Я знал: главное, не подавать вида, что я испугался. Впрочем, не буду скрывать – я действительно испугался: кабинет на первом этаже, окно настежь, в доме, кроме меня, ни души. Даже собаки нет. Запоздалая мысль о том, что сейчас неплохо было бы иметь рядом с собой здорового волкодава, промелькнула и исчезла. Я думал о другом – о том, как бы он (если он действительно здесь) не догадался о моем страхе. Я сделал вид, что спокойно смотрю в окно; смотрю якобы случайно, словно пребывая в раздумьях, и не догадываюсь о присутствии в саду постороннего существа.

А ведь от него можно было ожидать чего угодно.

Я взял папиросу, неторопливо прикурил, все так же вроде бы бездумно глядя в окно. И в этот момент из непроглядной темноты донесся еле слышный глухой стук – словно в глубине сада обломилась и упала на землю старая ветка.

Я медленно поднялся и подошел к окну. Но не вплотную к подоконнику, нет, – я остановился в паре шагов от него. И громко спросил:

– Кто там?

Влажная темнота ночи мгновенно поглотила звук моего голоса. Ответом была тишина. Ни шороха, ни движения. Я на ощупь загасил недокуренную папиросу, не сводя глаз с ночного сада.

На секунду мне показалось, что и дом, и деревья, и вообще все пространство вокруг затаились, замерли в ожидании чего-то страшного и неизбежного. Я даже помотал головой, отгоняя некстати пришедшее наваждение. Кстати, а что, если на этот раз он вооружен? Если он изменил себе и прихватил ружье? Ведь для любого, кто мог прятаться в темноте, на фоне горящей лампы я был отличной мишенью – промахнуться было просто невозможно.

Я быстро шагнул вбок, к стеклянному шкафу с оружием. Без стука открыл створки и выдернул из стойки вертикалку двенадцатого калибра. Выхватил из нижнего ящика коробку с патронами – волчья картечь, лучше не придумаешь – и мигом засадил патроны в оба ствола. Чуть пригнувшись, дотянулся до лампы и выключил ее. Лунный свет сразу проник в комнату, лег на пол, на стены; смутно высветил часть письменного стола. Я несколько раз крепко зажмурил и снова открыл глаза – старый прием, чтобы они поскорее привыкли к темноте. Держа ружье на изготовку, я снова подошел к окну и внимательно вгляделся в ночные тени сада. Было очень тихо. Так тихо, что я отчетливо слышал свое прерывистое дыхание.

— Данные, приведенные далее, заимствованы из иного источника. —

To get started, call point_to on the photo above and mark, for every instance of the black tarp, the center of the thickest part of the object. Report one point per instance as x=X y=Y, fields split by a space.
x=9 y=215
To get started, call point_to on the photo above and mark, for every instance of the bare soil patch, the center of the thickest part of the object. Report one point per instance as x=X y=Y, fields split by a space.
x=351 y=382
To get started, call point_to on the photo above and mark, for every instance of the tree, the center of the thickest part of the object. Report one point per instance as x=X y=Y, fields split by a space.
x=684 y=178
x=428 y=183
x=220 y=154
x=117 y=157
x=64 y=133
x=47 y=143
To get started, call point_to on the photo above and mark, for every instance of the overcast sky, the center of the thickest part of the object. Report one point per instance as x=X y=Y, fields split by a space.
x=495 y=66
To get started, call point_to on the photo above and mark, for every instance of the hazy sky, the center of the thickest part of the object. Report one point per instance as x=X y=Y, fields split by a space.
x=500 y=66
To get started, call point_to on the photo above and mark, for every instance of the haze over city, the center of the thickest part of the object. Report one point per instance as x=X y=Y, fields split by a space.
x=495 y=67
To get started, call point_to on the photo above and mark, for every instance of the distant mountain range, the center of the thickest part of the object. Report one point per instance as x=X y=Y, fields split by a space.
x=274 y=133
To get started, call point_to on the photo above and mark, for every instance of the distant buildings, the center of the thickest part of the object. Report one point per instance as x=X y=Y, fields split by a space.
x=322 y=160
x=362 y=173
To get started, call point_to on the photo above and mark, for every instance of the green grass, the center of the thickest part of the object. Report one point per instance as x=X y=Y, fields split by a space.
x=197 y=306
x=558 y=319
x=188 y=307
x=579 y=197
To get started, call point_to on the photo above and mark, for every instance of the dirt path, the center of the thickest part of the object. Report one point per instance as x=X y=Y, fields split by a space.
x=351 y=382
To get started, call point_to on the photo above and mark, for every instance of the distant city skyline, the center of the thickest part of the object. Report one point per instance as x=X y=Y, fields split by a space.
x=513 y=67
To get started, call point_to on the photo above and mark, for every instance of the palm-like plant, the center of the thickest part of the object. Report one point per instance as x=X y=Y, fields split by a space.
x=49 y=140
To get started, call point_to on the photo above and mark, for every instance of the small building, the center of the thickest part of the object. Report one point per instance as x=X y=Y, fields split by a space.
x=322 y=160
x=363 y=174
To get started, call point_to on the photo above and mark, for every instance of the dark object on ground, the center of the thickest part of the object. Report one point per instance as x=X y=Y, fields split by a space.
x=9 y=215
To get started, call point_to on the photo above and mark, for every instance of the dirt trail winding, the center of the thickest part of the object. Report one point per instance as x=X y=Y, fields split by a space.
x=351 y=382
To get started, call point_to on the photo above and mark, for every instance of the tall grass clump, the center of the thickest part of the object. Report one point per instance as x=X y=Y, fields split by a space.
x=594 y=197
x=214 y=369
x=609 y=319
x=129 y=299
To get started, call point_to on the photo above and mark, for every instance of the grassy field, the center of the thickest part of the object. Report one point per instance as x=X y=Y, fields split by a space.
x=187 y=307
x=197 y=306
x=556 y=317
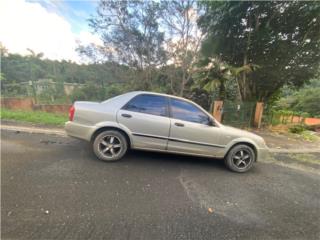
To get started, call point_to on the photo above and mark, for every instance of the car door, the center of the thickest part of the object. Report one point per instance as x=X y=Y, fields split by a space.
x=147 y=118
x=192 y=130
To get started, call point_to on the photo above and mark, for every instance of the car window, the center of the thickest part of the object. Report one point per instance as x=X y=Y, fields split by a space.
x=150 y=104
x=187 y=112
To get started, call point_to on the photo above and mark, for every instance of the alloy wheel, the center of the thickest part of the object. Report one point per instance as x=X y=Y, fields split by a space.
x=110 y=146
x=242 y=158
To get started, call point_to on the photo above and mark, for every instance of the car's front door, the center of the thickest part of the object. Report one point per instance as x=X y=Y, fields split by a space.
x=147 y=118
x=191 y=131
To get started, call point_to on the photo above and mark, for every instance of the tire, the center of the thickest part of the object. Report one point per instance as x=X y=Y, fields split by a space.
x=240 y=158
x=110 y=145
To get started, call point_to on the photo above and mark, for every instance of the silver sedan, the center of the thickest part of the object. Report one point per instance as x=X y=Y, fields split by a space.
x=162 y=123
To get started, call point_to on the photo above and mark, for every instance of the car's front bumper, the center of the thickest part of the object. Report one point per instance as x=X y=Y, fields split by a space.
x=79 y=130
x=263 y=154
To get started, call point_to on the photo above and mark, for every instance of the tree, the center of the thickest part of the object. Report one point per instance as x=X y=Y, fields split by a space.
x=131 y=36
x=282 y=38
x=182 y=39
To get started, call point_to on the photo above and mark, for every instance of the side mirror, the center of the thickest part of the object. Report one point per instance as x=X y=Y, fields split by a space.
x=211 y=122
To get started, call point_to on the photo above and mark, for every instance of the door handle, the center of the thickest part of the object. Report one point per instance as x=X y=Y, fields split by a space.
x=179 y=124
x=126 y=115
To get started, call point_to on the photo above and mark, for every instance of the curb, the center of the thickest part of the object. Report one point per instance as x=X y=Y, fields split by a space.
x=49 y=131
x=303 y=150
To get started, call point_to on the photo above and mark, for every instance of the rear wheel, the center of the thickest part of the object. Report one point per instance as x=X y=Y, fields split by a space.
x=110 y=145
x=240 y=158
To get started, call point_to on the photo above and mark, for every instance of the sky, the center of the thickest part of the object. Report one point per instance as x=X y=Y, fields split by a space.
x=54 y=28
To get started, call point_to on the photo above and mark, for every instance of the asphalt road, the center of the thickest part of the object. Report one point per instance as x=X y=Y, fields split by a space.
x=54 y=188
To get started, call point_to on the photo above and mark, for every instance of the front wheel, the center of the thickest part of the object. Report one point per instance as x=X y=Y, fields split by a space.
x=240 y=158
x=110 y=145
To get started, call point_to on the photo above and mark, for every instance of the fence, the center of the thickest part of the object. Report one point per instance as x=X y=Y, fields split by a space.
x=28 y=104
x=271 y=117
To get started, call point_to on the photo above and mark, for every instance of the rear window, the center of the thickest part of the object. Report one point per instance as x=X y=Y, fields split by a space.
x=149 y=104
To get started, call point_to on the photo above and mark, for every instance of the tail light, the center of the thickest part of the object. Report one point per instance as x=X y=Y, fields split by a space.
x=71 y=113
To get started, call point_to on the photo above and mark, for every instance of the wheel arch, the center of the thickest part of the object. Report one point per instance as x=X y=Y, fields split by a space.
x=106 y=128
x=249 y=144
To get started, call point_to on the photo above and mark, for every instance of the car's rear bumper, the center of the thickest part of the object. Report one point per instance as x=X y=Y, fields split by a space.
x=79 y=130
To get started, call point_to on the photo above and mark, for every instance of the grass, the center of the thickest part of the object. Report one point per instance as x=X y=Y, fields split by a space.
x=33 y=117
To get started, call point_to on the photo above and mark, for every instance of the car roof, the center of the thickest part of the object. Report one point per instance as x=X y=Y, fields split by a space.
x=160 y=94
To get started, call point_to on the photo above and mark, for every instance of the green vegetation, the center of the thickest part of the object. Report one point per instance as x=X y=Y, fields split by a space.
x=306 y=99
x=34 y=117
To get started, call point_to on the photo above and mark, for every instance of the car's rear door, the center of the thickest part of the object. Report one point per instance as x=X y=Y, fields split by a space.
x=191 y=131
x=147 y=118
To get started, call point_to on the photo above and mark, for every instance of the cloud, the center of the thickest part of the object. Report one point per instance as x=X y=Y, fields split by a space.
x=29 y=25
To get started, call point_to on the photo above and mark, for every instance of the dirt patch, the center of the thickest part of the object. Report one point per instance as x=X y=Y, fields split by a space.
x=282 y=140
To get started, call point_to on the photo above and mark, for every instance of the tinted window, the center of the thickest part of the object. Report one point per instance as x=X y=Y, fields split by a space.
x=188 y=112
x=150 y=104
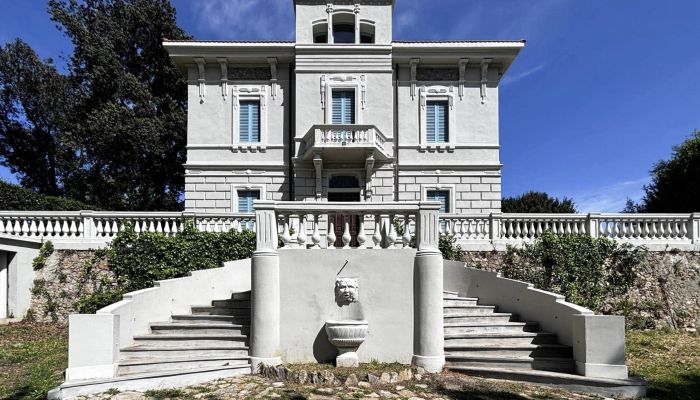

Деревья стояли по-прежнему неподвижно, и никакого, даже малейшего движения я не заметил. Серебристо мерцала мокрая от ночной росы трава, посверкивали в лунном свете кусты и листья цветов на клумбах. Я потянулся и резко, буквально на секунду выглянул в сад, не убирая пальца со спускового крючка. Под окнами никого не было.

Может быть, вся эта чертовщина – мелькнувшая тень, еле слышный шорох – мне лишь показалась, послышалась? Может быть, это просто игра старческого воображения, взбудораженного событиями последних суток, и не более того?..

Но рисковать мне в любом случае не хотелось.

Очень осторожно, держа карабин на изготовку, я нагнулся, снизу дотянулся до створок окна и быстро захлопнул их, закрыв левой рукой на нижний шпингалет – указательный палец правой я по-прежнему держал на спусковом крючке ружья. На верхний шпингалет окно закрывать не стал: если бы я поднялся во весь рост на фоне окна, то стал бы совершенно беспомощен – оконное стекло вряд ли послужит ему преградой. Правда, я стал бы живой мишенью всего на пару секунд, не более: но ему, я так понимаю, больше и не требуется.

Чтобы выпустить из человека кишки или отрезать голову. Или выстрелить.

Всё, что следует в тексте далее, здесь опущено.